PW: In the first line of Bad News you say, "John Dortmunder was a man on whom the sun shone only when he needed darkness." That really sums him up, doesn't it? Poor Dortmunder, he starts these scams and he thinks they're going to be so simple.
DW: Yeah, well, whenever anybody describes him as bumbling or inept, that's not the way I think of him. As you go through life you may say, well, the best that could happen is this and the worst that could happen is that. And most of us kind of go along in the middle. With John, whatever's the worst is what's going to happen. What I think of him as is dogged.
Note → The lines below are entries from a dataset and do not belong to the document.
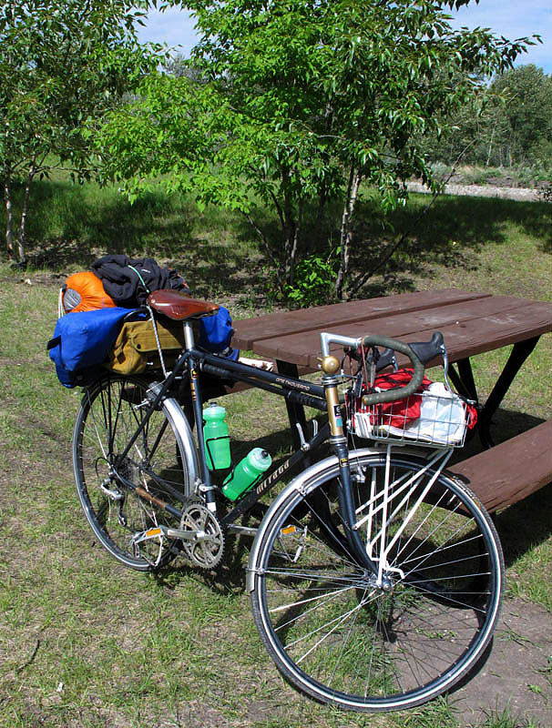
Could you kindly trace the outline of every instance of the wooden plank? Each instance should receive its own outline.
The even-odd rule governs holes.
[[[260,356],[291,361],[314,370],[320,357],[320,332],[332,330],[325,324],[321,320],[314,330],[258,340],[253,349]],[[456,361],[552,331],[552,305],[494,297],[485,302],[475,300],[436,310],[385,316],[368,324],[347,322],[334,332],[350,337],[370,332],[404,341],[427,341],[436,330],[443,332],[451,361]],[[337,347],[335,353],[340,355]]]
[[[479,300],[491,298],[487,293],[461,291],[451,288],[444,291],[419,291],[385,296],[378,298],[319,306],[297,311],[279,311],[255,318],[233,322],[234,345],[240,349],[253,349],[260,341],[290,334],[320,329],[341,329],[345,325],[372,321],[392,314],[405,314],[427,308],[438,308],[452,303]]]
[[[489,511],[552,482],[552,420],[452,466]]]

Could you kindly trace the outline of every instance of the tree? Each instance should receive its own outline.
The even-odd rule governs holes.
[[[148,0],[5,0],[0,6],[0,180],[10,258],[25,262],[31,185],[59,165],[90,175],[91,135],[153,66],[135,24]],[[13,191],[23,184],[16,240]]]
[[[504,97],[497,113],[500,162],[527,164],[552,153],[552,76],[533,64],[496,77],[492,90]]]
[[[416,134],[439,133],[478,78],[509,67],[524,48],[523,39],[454,31],[444,8],[466,2],[189,2],[203,33],[191,59],[201,83],[148,78],[106,129],[112,172],[133,194],[169,174],[168,187],[241,210],[288,292],[298,261],[314,252],[328,202],[341,201],[342,298],[361,185],[374,185],[385,209],[405,199],[413,174],[434,187]],[[275,211],[278,239],[256,200]]]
He picks himself up and keeps going because what else are you gonna do?
PW: He has great ideas, but they don't always work out.
DW: In one book I quoted Damon Runyon's line, "All of life is 6 to 5 against." And I said, "John Dortmunder would kill to get those odds!"
PW: I hear that the previous Dortmunder book, What's the Worst That Could Happen?, has been made into a film.
DW: Yeah, it was shot last fall. Sometimes the casting of characters turns out to be a complete surprise to me. The first time this sort of thing happened to me was under my other name of Richard Stark. There was a movie in 1967 called Point Blank with Lee Marvin who played my guy Parker, and then there was a movie called Split in which Jim Brown played Parker, and then Jean-Luc Godard took one of the other ones and made a movie in France in which he changed everything around and turned Parker into a girl reporter. At that point, a friend of mine said, "So far Parker has been played by a white man, a black man, and a woman. I think the character lacks definition!" This time Dortmunder is played by Martin Lawrence. So now Dortmunder has been played by a few white men and one black man, and I'm looking forward to Linda Fiorentino!
PW: What are you doing next?
DW: For years, I've thought that the interface between politics and crime has always been Watergate. And I've sort of tiptoed around that thing. How could I get my kind of people involved in something like that? So what I'm doing now is writing about a guy whose world is the criminal world and getting him involved with politicians. It begins with my guy being held in a federal jail, and he's really upset because he wasn't trying to commit a federal crime. He doesn't mind state prisons, but he just doesn't like the federal thing at all. He thought that truck was full of computer chips and it turned out to be full of registered mail.